While we’re waiting, a bit of background: The Stanley Parable is a game by Davey Wreden made in the Source Engine. It requires some form of the Source 2007 engine to play, which you have if you own Half-Life 2.
The Stanley Parable, for all its exploration of interactivity and choice and video games, isn’t actually interactive at all when you get right down to it. Yes, it has six endings and branching and all that. But as with many games with multiple endings, as soon as you tell the player that they exist, she wants to view them all. And especially with Stanley‘s left-or-right, red-or-blue choice structure, trying out the choices exhaustively is trivial.
This isn’t a negative criticism. Stanley‘s forking narrative and multiple endings are a clever and affecting way to explore its themes of self-determination and conformity. (As an aside: artsy games tend to be about interactivity in the way poems tend to be about inspiration. This will never go away, no matter how much we wish it to do so.) However, because the game practically begs you to play again and again, the player is left with the impression of the game as a whole, not any one playthrough.
Imagine two ways of looking at a walk through a maze. The first is singular and reductionist: you saw a path, you turned left at an intersection, you saw the exit ahead. This is a first-person, linear, sequential view. The second approach is general and holistic: a view of the maze from above, with your path drawn in red. This is a third-person, spatial, synchronous view. The more you play The Stanley Parable, the more you think of it from above. You see the red path and the blue path simultaneously, as a game designer would, instead of as the PC would.
There are “non-linear” games which avoid this phenomenon. Think of the original Fallout, which provides enough choices and variable approaches that one can’t help but think of one’s own story. Or of “Balloon Diaspora,” which presents choices that don’t map nicely into a neat little tree. For that matter, tabletop roleplaying games tend to be so open to player choice that it’s literally impossible to predict the unwalked paths.

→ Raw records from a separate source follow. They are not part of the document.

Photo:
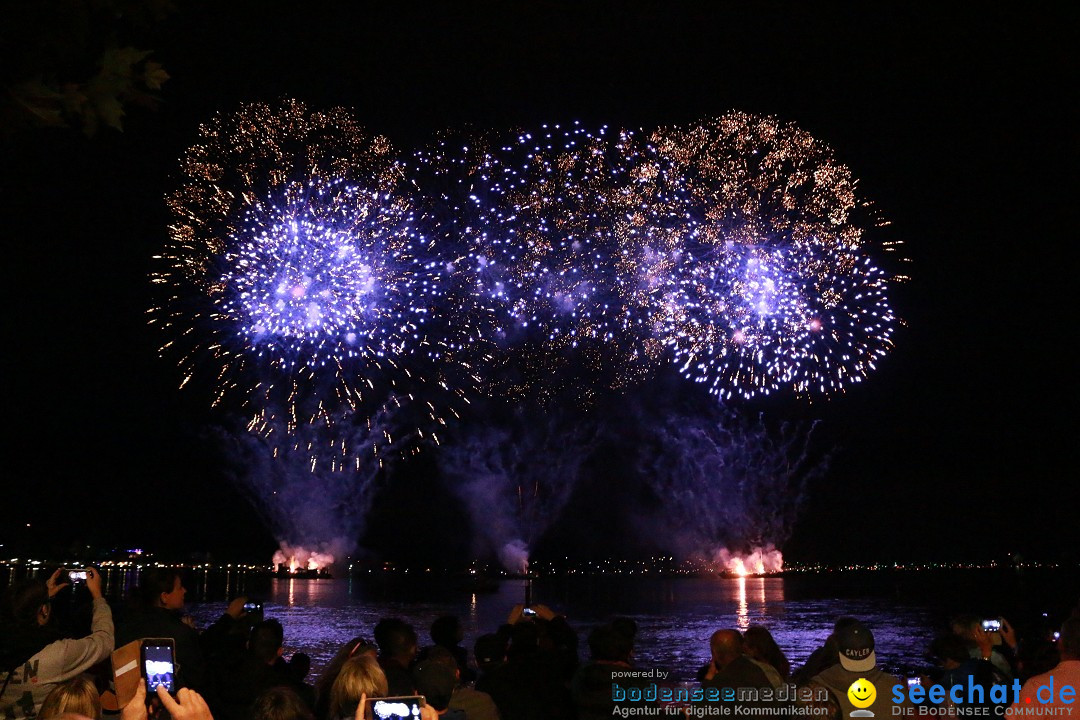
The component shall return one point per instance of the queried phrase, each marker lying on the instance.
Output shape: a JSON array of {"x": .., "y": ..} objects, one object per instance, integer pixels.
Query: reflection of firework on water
[
  {"x": 298, "y": 276},
  {"x": 774, "y": 288},
  {"x": 561, "y": 234}
]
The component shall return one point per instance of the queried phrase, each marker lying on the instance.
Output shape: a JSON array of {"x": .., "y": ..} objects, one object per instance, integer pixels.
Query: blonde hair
[
  {"x": 359, "y": 675},
  {"x": 78, "y": 695}
]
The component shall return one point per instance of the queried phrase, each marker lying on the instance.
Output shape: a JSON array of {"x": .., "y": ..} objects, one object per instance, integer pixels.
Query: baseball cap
[{"x": 855, "y": 642}]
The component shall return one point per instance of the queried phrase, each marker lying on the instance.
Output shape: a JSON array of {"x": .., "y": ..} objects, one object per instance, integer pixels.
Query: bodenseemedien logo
[{"x": 862, "y": 693}]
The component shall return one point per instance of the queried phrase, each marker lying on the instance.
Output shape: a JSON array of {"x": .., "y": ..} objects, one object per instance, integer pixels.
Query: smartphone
[
  {"x": 158, "y": 661},
  {"x": 406, "y": 707}
]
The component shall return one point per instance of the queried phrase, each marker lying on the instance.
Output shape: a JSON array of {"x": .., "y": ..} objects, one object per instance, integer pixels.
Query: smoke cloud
[
  {"x": 515, "y": 476},
  {"x": 728, "y": 487},
  {"x": 313, "y": 492}
]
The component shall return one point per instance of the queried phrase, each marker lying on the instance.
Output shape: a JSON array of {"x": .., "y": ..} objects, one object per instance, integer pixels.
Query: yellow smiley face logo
[{"x": 862, "y": 693}]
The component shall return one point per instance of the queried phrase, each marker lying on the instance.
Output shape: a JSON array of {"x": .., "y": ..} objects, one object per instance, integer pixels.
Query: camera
[
  {"x": 254, "y": 610},
  {"x": 406, "y": 707},
  {"x": 158, "y": 661}
]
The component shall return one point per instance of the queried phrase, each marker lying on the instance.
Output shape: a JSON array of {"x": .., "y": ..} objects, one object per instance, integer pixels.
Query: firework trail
[
  {"x": 516, "y": 475},
  {"x": 775, "y": 287},
  {"x": 559, "y": 235},
  {"x": 299, "y": 280}
]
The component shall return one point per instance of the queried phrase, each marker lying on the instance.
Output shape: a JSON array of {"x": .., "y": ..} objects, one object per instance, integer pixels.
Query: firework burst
[
  {"x": 561, "y": 233},
  {"x": 298, "y": 276},
  {"x": 774, "y": 287}
]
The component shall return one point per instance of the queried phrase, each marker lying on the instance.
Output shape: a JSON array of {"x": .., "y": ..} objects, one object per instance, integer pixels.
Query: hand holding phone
[
  {"x": 158, "y": 663},
  {"x": 405, "y": 707}
]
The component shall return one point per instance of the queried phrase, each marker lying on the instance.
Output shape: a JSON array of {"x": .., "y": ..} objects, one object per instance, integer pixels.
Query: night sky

But in The Stanley Parable, exploring all the paths leads to nearly the same experience as every other player. You played through the game six (or five or seven) times, and got roughly the same set of endings. Maybe your endings happened in a different order, but it’s unlikely that you did anything particularly different than another player. Stanley seems aware of this, of course. As one of the endings states, the only real choice you have is whether to keep playing and let yourself be crushed by inevitability, or hit the ESC key and quit the game altogether.
Awhile ago I “played” a bit of interactive fiction called “Thousand Dollar Soul”. It actively encouraged the reader to get all 35 endings, doing so completes your knowledge of the overarching story and situation. It worked as a whole, rather than the branching “Choose your own adventure!” vibe you usually get from interactive fiction.
Interactive fiction is not gaming, but at the time I felt like that was pretty rare — and I thought it was a cool effect. It’s curious to hear how these Gestalt effects are perhaps detrimental in gaming, by the axiom of “interactivity is the point”.